One of Bogossian’s famous painting is entitled Split, which was painted in the wake of the political event back in 1991 when Ethiopia and Eritrea split officially following the UN approved referendum in 1993. Split is a mix of abstract painting with the dominant colors being orange and red. Thematically, Split is a political painting inspired by a historic event that has moved the artist so much that he took up his brushes to preserve the tragic event for eternity.

There is something like desert-like impression that Split leaves in the mind of the onlooker while a closer look features to vaguely visible individuals facing one another or human eyes and legs and bodies appearing separately.

The painting looks a little bit like Picasso’s Guernica, that featured the bombing of the Spanish town of Guernica by the Nazis. The bodies in Split are not dismembered of “cubically” facing one another in overblown proportion to bring home the atrocities committed at that time.

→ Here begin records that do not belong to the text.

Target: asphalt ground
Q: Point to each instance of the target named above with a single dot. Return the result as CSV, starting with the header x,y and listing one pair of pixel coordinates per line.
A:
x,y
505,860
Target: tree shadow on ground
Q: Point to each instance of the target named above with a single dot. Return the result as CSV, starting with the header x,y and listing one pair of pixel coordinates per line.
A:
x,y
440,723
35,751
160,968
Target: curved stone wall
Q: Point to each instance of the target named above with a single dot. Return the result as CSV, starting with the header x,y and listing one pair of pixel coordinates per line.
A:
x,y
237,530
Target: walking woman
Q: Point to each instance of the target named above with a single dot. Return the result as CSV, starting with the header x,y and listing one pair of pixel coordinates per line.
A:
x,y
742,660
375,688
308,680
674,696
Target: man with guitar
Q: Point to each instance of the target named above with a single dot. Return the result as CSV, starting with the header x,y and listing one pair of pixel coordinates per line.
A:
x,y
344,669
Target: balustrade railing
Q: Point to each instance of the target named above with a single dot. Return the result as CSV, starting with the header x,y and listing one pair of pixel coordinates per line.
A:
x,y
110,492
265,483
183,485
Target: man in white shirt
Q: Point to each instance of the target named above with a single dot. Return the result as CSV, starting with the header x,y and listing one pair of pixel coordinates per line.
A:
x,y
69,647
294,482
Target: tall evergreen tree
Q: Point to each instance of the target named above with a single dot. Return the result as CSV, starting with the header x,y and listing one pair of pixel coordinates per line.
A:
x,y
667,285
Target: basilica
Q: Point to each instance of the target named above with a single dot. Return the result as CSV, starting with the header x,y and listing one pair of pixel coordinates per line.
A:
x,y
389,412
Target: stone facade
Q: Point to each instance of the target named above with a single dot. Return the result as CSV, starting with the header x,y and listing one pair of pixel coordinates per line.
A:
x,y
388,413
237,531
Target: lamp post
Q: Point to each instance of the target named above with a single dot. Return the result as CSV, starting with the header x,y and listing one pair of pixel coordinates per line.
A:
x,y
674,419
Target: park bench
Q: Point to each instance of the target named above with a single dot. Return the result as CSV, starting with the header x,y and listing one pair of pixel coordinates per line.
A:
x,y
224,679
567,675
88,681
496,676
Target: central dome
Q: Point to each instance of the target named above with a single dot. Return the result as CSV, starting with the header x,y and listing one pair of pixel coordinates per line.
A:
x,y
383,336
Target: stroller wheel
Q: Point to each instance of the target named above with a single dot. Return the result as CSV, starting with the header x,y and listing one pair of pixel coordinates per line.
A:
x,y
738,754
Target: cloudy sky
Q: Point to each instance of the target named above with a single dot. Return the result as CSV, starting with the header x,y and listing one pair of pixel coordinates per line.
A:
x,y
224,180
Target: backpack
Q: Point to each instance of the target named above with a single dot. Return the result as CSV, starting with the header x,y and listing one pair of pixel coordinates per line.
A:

Skunder Bogossian is legitimately called the first modern abstract painter of Ethiopia and rated high alongside the likes of Picasso although his painting hardly won public appreciation here at home due to their sophisticated nature, whose theme cannot be easily grasped by ordinary art lovers.

Wosene Worke Kosrof was born in 1950 was a student of Skunder Bogossian at Howard university. He is mainly famous for painting artistic works with “interlocking and interweaving letters from the ancient Ge’ez alphabet which is the basis of two of Ethiopia’s main languages, namely Amharic and Tigrigna.

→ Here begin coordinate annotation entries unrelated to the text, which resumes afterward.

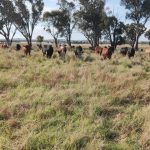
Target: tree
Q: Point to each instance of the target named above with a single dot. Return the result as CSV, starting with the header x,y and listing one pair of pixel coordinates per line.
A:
x,y
90,18
147,35
113,30
7,30
25,14
54,23
40,39
68,22
139,13
131,31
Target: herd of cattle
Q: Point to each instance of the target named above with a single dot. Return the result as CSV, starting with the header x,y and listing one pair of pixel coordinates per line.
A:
x,y
48,50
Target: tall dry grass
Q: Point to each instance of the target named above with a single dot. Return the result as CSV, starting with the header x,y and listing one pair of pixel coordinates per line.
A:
x,y
74,104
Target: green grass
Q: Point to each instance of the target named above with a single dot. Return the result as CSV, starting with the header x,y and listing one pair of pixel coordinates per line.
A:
x,y
89,104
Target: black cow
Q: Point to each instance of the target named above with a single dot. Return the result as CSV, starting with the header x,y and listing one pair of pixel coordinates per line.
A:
x,y
50,51
78,51
18,47
131,52
124,51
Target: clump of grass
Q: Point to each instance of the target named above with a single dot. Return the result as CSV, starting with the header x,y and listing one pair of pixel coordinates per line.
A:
x,y
73,104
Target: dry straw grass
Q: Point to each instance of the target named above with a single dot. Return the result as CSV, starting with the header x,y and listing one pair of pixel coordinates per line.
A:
x,y
74,104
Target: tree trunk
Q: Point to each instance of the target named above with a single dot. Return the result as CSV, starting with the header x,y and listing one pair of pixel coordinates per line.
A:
x,y
137,43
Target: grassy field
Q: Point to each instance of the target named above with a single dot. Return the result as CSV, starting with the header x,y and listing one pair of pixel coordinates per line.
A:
x,y
89,104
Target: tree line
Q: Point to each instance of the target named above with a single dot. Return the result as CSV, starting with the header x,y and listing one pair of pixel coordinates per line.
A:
x,y
87,16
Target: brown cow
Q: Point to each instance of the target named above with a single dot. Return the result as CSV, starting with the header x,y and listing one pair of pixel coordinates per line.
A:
x,y
147,51
98,50
26,49
3,45
107,52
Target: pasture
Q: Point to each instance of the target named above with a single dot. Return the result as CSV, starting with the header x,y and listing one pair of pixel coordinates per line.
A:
x,y
89,104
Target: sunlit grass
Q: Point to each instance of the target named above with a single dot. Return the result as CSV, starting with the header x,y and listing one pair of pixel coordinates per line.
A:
x,y
74,104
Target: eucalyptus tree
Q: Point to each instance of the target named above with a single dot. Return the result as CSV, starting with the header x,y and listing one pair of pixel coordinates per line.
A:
x,y
68,21
24,14
113,31
90,18
147,35
54,21
7,29
139,13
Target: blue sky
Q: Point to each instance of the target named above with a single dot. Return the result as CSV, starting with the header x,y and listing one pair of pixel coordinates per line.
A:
x,y
114,6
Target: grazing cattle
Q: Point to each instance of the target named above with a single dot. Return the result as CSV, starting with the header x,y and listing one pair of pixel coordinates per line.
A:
x,y
44,49
62,51
127,51
91,48
124,51
98,49
39,46
107,52
147,51
3,45
50,51
18,47
26,49
131,52
78,51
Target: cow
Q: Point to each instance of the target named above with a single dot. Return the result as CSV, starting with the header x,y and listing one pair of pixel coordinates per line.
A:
x,y
78,51
50,51
44,49
127,51
18,47
107,52
98,50
39,46
26,49
4,45
62,51
147,51
131,52
124,51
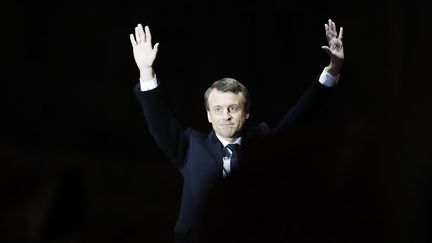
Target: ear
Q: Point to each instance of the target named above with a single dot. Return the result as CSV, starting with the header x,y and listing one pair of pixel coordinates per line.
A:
x,y
209,116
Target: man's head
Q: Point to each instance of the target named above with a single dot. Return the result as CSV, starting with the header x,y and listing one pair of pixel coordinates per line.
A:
x,y
227,103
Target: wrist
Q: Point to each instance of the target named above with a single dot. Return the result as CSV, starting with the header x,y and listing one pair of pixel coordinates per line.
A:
x,y
333,69
147,73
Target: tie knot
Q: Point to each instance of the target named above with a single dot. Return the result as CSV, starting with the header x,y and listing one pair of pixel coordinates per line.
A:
x,y
234,147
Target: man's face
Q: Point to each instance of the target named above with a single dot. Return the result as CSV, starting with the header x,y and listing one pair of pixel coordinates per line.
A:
x,y
227,113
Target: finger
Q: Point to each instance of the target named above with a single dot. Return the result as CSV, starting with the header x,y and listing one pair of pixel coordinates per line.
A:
x,y
327,49
156,47
330,26
334,28
340,33
133,42
137,36
148,34
142,34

Wosene’s other notable themes are ordinary everyday activities such as drinking coffee or playing cards. One of his painting is called Coffee the Ethiopian Ceremony and has won him acclaim. The painting is not a naturalist exposure of people sitting around the coffee and cups and enjoying their beverage.

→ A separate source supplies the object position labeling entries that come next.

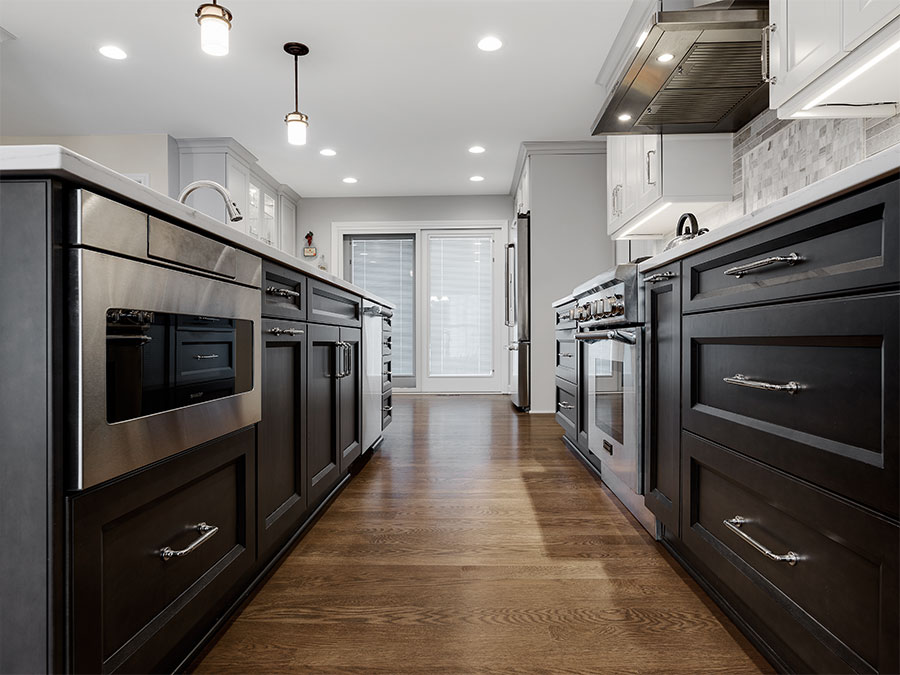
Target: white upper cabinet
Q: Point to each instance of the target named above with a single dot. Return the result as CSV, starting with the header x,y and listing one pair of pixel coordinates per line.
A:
x,y
652,179
816,49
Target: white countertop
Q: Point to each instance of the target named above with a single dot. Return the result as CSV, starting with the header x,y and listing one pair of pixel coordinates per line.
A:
x,y
866,171
57,161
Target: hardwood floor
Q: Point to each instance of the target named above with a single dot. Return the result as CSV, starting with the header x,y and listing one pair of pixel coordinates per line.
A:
x,y
474,542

On the contrary, it is a modernist portrayal sitting, standing and a woman holding the tray that is carrying the snack that is indispensable for the coffee ceremony.

The painting looks blurred and the people are portrayed in a disorderly manner while the dominant colors are yellow, blue and red while the hairs of the people are black dots that can hardly be seen in the sea of geometric figures and colors.

One of Wossene’s famous paintings is a collection of small rectangular figures dotted with Amharic alphabets and hardly-visible human figures which are portrayed in black and white while the dominant color is also black and white with a small Ethiopian flag features at one corner with green, yellow whose vividness give the flag a visibility out of proportion with its small size.

As one commentary on his work maintains, Wossene is best known for his inventive renderings of the Amharic script and he is the first Ethiopian-born contemporary artist to incorporate these script symbols as a core aesthetic element in fine art paintings. His recognizable “signature” emerges by distorting, dissecting and elongating, dissecting and reassembling the symbols as images.

To wrap up our discussion, both traditional and modern Ethiopian arts have something in common in their use of color for instance like yellow, red green and blue dominating the other colors. This may or may not be a reflection of the country’s bright natural landscape that is almost always illuminated by the sun which is always present in the artists’ visualization of their works.

The few artists depicted above are only a handful of many famous painters who enjoy international acclaim while the above three had made their way into the international art galleries as well as auction houses like Sotheby’s where their works are considered for sale.

The younger artists are gaining immense experience and inspiration from the masters who are immortalized by their works. But they have so far failed to produced something remotely matching the masters.

And this should be taken a big challenge for the new and upcoming artists who aspire to dominate the international art market and achieve fame and fortune. This may seem a remote possibility but since older Ethiopian artists have done it, there is no reason why the younger ones will not repeat their history by producing works of arts that we shall all be proud of.